New Orleans, Old Story


By Margot Pepper

I.
They came shackled, scarred, half-drowned on Yemayá’s back:
queen mother of the sea;
children like limbs, severed,
settled by Oshun, the Mississippi river;
clandestine gods and shells stowed behind catholic crosses:
vadu, voodoo, santería.
Where once sweat lodge smoke smudged the view
an auction block now stood.


And so, the great city rose up, multiplied--
cries of birth pains muffled in traffic,
throaty blues and hypnotic jazz,
generations layering bones of the dead--
Natchez, Atakapa, Chitimachan, Tunican, Houma bones.
Ten thousand years
‘til 1519 came Panfilo de Navarez
trading small pox-infected blankets for gold;
came German peasants; Spanish-French creoles;
came British-fleeing Cajuns with Jambalya and gumbo feasts,
turtle sauce piquante, andoille sausage, crawfish etouifee
rich as the medley of arriving cultures.

II.
Behind impressive desks for amassing armies, parting nations,
pale suited men clucked at cracks in a levy trickling coins
from the overdue jackpot of taxpayer money.

Came the rains, came torrents;
cyclonic winds of a planet spinning out of balance.
Greed’s weight crumbling levies.
Snatching up treasures and flesh,
Oshun grew black and thick as blood;
a foul smelling stew harboring drowned infant dreams,
futures now floating corpses.

An old man’s ebony hand gripping his life-long companion’s
like a captain holding his line to the main sail in a fierce storm,
“You can’t hold me. Nothing can. Take good care of the kids!” she cried,
as the current, Oshun, claimed his new bride.
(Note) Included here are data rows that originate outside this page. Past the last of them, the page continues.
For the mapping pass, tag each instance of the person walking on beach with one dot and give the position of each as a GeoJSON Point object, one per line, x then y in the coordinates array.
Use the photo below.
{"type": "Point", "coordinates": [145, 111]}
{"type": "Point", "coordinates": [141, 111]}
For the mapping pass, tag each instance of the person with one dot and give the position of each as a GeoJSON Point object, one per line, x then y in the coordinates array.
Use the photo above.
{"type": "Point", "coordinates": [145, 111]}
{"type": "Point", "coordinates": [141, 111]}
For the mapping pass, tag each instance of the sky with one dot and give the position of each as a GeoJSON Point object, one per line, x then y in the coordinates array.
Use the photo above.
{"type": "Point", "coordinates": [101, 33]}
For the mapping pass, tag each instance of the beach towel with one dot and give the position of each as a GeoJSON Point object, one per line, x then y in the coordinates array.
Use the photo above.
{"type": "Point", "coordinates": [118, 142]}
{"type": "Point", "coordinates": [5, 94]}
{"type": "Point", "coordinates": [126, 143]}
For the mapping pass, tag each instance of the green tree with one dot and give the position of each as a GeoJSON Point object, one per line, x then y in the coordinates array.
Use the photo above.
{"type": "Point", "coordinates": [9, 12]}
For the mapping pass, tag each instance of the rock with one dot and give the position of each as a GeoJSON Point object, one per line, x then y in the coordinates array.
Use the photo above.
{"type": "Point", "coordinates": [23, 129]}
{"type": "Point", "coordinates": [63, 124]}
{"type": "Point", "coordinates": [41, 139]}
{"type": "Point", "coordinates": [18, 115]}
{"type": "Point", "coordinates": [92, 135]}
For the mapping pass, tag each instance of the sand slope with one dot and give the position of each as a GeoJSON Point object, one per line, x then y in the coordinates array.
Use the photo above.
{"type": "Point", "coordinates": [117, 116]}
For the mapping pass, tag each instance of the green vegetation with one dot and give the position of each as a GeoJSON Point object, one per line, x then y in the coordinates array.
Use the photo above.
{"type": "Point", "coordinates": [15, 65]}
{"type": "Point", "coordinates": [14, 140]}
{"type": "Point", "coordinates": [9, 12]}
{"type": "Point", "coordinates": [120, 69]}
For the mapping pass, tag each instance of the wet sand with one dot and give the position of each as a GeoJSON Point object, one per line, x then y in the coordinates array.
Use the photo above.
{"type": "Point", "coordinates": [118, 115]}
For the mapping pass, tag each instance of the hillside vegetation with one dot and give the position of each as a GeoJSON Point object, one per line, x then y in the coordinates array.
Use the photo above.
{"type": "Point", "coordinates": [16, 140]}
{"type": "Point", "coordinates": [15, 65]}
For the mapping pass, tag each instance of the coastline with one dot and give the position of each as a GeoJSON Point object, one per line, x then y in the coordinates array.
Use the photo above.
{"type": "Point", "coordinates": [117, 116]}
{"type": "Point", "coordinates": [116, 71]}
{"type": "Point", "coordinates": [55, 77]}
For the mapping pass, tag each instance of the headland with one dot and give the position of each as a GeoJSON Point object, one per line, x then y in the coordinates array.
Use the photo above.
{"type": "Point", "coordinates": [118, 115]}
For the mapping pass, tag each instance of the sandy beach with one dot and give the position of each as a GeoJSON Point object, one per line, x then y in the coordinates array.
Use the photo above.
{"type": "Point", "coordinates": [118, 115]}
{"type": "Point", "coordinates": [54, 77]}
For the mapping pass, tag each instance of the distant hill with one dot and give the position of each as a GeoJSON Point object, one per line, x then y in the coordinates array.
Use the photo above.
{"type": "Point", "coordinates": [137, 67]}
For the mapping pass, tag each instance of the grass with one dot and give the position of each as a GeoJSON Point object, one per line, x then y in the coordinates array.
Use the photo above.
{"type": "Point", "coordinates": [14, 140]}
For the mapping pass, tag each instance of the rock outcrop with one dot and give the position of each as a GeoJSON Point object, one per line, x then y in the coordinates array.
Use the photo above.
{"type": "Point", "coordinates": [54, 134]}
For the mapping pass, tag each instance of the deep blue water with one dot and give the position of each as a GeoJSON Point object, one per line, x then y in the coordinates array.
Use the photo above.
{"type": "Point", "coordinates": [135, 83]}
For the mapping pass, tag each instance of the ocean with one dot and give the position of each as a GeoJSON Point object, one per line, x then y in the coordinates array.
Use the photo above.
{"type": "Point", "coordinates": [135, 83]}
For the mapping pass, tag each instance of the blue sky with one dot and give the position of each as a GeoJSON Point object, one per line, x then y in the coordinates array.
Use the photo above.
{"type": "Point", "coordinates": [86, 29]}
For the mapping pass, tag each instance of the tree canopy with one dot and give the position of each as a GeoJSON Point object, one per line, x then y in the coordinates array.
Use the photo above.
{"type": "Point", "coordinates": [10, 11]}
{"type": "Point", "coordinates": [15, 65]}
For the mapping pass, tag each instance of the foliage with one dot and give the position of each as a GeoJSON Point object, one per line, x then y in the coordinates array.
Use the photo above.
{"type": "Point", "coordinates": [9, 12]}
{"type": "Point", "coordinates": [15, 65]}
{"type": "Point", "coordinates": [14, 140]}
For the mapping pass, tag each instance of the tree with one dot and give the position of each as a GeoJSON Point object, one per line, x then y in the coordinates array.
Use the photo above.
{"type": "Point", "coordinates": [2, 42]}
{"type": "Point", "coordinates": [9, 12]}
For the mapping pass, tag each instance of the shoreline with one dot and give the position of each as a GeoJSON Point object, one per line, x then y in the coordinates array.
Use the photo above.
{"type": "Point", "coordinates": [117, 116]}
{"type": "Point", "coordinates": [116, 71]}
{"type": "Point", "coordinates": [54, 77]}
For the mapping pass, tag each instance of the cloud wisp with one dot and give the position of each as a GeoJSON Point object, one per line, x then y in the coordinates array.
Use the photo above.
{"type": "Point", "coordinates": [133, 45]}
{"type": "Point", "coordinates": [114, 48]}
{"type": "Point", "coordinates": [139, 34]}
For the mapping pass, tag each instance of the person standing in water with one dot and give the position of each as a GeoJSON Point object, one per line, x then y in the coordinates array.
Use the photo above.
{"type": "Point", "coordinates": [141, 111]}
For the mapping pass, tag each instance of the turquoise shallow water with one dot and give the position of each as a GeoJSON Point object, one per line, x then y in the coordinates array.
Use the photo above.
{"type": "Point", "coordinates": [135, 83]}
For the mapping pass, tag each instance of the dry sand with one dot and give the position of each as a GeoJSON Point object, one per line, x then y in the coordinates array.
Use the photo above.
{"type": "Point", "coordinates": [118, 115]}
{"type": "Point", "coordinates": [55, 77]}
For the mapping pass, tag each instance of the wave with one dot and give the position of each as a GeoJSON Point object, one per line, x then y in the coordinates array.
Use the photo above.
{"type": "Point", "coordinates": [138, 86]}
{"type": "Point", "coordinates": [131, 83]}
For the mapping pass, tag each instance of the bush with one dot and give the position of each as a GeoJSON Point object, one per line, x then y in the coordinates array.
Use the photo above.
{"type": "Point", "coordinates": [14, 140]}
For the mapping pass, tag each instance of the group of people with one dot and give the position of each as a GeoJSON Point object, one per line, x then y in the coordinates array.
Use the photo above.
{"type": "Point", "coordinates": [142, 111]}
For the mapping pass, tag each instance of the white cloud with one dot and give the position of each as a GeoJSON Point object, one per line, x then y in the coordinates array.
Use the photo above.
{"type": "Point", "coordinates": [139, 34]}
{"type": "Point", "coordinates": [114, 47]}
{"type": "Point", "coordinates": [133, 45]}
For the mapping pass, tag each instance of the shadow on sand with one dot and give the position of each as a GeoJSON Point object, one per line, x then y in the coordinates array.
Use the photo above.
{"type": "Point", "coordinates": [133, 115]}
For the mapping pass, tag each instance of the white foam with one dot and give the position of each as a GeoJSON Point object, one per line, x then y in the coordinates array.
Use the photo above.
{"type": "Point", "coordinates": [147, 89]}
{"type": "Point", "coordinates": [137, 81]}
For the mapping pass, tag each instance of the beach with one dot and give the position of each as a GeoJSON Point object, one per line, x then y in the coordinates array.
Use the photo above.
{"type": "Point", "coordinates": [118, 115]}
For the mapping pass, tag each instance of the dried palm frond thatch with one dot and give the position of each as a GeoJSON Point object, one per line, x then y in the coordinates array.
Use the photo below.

Each day, the Jefferson Parish emergency management man
Phoned his mother trapped in St. Bernard nursing home.
“You coming, son? Is somebody coming?”
“Yeah, Mama, somebody’s coming to get you Tuesday.”
“Mama, somebody’s coming to get you Wednesday.”
“Mama, Thursday.”
Friday night she was dead.

At last, having arrived at the government’s promised Superdome land,
somebody’s great-grandfather, uncle, husband and son
died in his lawn chair awaiting help.

Guards locked down jails and fled.
Prisoners, including un-convicted,
stood on cots shoulder-deep in sewage.
On the outside, free citizens stood on rooftops,
waving unshackled arms at TV cameras.

Still, came no cavalry,
came no helicopter fleets,
no campaigns air-dropped food
despite world-envied abundance;
only INS raids.
For how did the great nation amass such riches?
Was it pride which denied
1,600 doctors and 80 tons of medical supplies
from Cuba
more from Venezuela, Germany and France?
as pyramid scheme on dollar’s shadow-side,
--built on now-shattered Third World backbones--
bottoms out,
requiring new columns.

III.
They came:
Homeland Security contracts
to evacuate holdouts.
DynCorp, Blackwater, Wackenhut:
with resumes in faraway ethnic cleansing, money laundering and sex slave trafficking;
congregated in St. James and Bourbon bar,
scattering to the streets mattresses, dresses, photos,
a fluffy white play bunny,
draped an American flag from the balcony.
And so without the trouble of eviction notices,
the dwellers of the coveted real estate--
mardi gras, bayou, crickets and cicada symphonies—
abandoned the city built by their ancestors,

As mud lines marked the water’s descent on sides of buildings and cars,
Bodyguard and Tactical Security boasted about killing
African American males on a Ninth Ward overpass.
“This is a trend,” spat a Blackwater mercenary.
“You’re going to see a lot more guys like us.”

They came:
buses tearing hundreds of sobbing, voiceless little ones from parents
without labeling,
triggering grandparent flashbacks of slave-holder kidnappings
the previous century or
Australian welfare officer kidnappings of Aboriginal children
the previous decade.
Over 5,000 missing infant and children claims;
6,000 more missing persons.
At a hearing, a senator commands Granny
to stop calling the government’s feces-turfed Superdome a concentration camp.
“Why? We were tortured. Many of my family members were killed!”

At long last, they came,
White House representatives and FEMA guests:
the vice president’s Halliburton corp and Disney
gathering all the fractured dream shards and ruptured promises
for burial under the shiny machinery of a New Orleans theme park.

Oh, great Sea Yemayá and River Oshun,
take pity on those innocent of the cancer in your waters.
They are but indentured servants to those melting polar icecaps.
The ones you would punish own
the SUV’s patrolling the city with full blast air-conditioning.

“But we are not punishing anyone,” they respond.
“We are, simply, that is all.
Our ebb and flow brings death, as well as life;
chaos, calamity and rejoicing.
After all,
was it not your economic system which caused this tragedy?”